In this slow-building but ultimately gripping drama, you are left guessing to the last episode what Brody's true intentions are, and whether and how he will carry them out. There are fine performances from all the major actors, in clearly defined and well-developed roles.

Most remarkable is the fact that this drama, although made in the States, appears anti-war and does not hold back in portraying a corrupt Government and security forces, violating human rights and trying to conceal the evidence for their own ends. Terrorists such as Abu Nasir are by contrast portrayed with a degree of understanding. It is not a simple case of enlightened western world right versus Islamic wrong, or of the good guy winning out in the end against the odds, as is often the case with American drama.
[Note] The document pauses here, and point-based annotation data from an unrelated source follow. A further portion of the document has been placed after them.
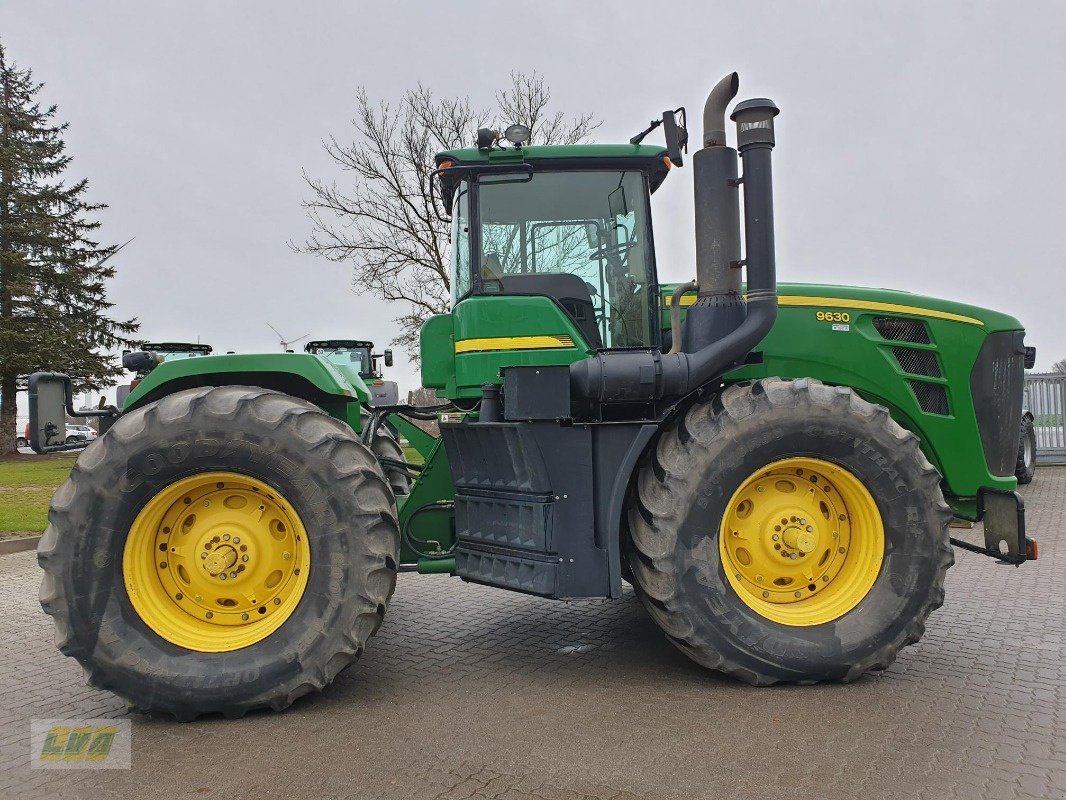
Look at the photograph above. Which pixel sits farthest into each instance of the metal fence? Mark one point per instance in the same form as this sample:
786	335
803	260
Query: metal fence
1046	398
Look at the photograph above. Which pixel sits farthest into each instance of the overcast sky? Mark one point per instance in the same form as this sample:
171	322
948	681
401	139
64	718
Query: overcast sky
919	143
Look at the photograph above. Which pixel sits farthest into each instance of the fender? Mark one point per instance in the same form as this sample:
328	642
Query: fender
311	378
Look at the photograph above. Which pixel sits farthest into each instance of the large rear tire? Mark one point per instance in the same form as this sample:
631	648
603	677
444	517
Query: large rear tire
789	531
220	550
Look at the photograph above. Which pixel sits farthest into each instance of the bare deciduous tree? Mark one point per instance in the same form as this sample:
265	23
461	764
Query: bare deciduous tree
382	220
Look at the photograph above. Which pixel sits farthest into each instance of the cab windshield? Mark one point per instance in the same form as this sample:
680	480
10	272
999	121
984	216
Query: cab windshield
579	237
357	358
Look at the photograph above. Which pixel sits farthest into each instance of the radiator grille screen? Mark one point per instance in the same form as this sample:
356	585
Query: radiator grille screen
932	397
900	329
918	362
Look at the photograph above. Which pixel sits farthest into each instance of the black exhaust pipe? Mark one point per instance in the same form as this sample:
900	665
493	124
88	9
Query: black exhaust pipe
644	376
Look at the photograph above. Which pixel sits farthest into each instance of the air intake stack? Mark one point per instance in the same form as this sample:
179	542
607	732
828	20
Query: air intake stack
720	307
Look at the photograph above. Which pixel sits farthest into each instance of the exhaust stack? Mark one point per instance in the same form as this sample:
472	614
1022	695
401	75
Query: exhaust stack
721	329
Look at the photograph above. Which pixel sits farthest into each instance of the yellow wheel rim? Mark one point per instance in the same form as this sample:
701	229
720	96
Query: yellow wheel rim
215	562
802	542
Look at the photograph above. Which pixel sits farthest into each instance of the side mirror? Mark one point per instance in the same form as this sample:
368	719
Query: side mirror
50	395
51	402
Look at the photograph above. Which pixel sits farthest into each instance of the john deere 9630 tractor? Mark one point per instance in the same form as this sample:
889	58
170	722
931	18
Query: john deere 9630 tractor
772	467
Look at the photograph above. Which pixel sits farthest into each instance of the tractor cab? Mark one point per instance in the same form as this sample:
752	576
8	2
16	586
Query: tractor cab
352	353
359	357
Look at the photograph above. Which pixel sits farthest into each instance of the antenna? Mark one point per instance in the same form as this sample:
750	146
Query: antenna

Just as some of the characters may have been subverted, the viewer may for an instant understand the justice of the "wrong" cause. Relationships, such as Brody's attempts to reconnect with his children after eight years, are handled realistically without too much sentimentality.

The ending leaves the way open for a fresh series, which may be good for commerce, but not art, since it is usually best to be left wanting more of a drama. In this case, there are just enough intriguing loose ends to "get away" with one more series.

⭐⭐⭐⭐⭐ 5 Stars

Unreconstructed Emma

This is my review of The Soul Of Kindness (Virago Modern Classics) by Elizabeth Taylor.

Beautiful, indulged, emotionally immature with a childlike reluctance to face up to the grimmer realities of life, Flora does not prove for me to be the manipulative monster implied in the publisher's blurb, but her good intentions certainly cause other people grief, if not exactly leading to hell.

Each chapter in this well-crafted novel reads like a short story in its own right, providing sharply observed descriptions of the characters, their thoughts and relationships and the socially conventional, class-conscious, uptight world of Britain around 1960. Everyone except Flora knows a man is gay, but cannot discuss it. If a man has a drink with a lonely female neighbour it should be concealed as evidence of an affair.

The book is perhaps more interesting now than when it was written because it captures a lost world of dense London fogs, middle class women who do not work once married, and have live-in housekeepers in the basement, a safe, dull society on the brink of being shaken by the Swinging Sixties, fast food, pop culture, media manipulation and rampant commercialisation. Yet, some things have not changed, like the tatty sights and smells round an underground station, or a typical English seafront.

Perhaps Elizabeth Taylor is no longer widely read and known since her largely middle class characters seem rather snobbish and dated, there is no overt sex and violence and the drama is subtle and understated with a focus on the ordinary events of daily life. However, the power of her deceptively simple prose is very striking – a satirical Barbara Pym meets Dorothy Parker, by turns funny and moving.

She is also brilliant at creating in a few words a sense of place and nature and how they affect people's moods: starlings tearing up crocuses, gardens in the rain, the sadness of caged animals at the zoo.

It is intriguing to know that the intensely private Taylor may have been a person of hidden passions – respectably married to a businessman, her life said to be too uneventful to induce a friend to write her biography, she had communist sympathies, was a labour supporter and possibly intimate letters to a male friend were destroyed after her death.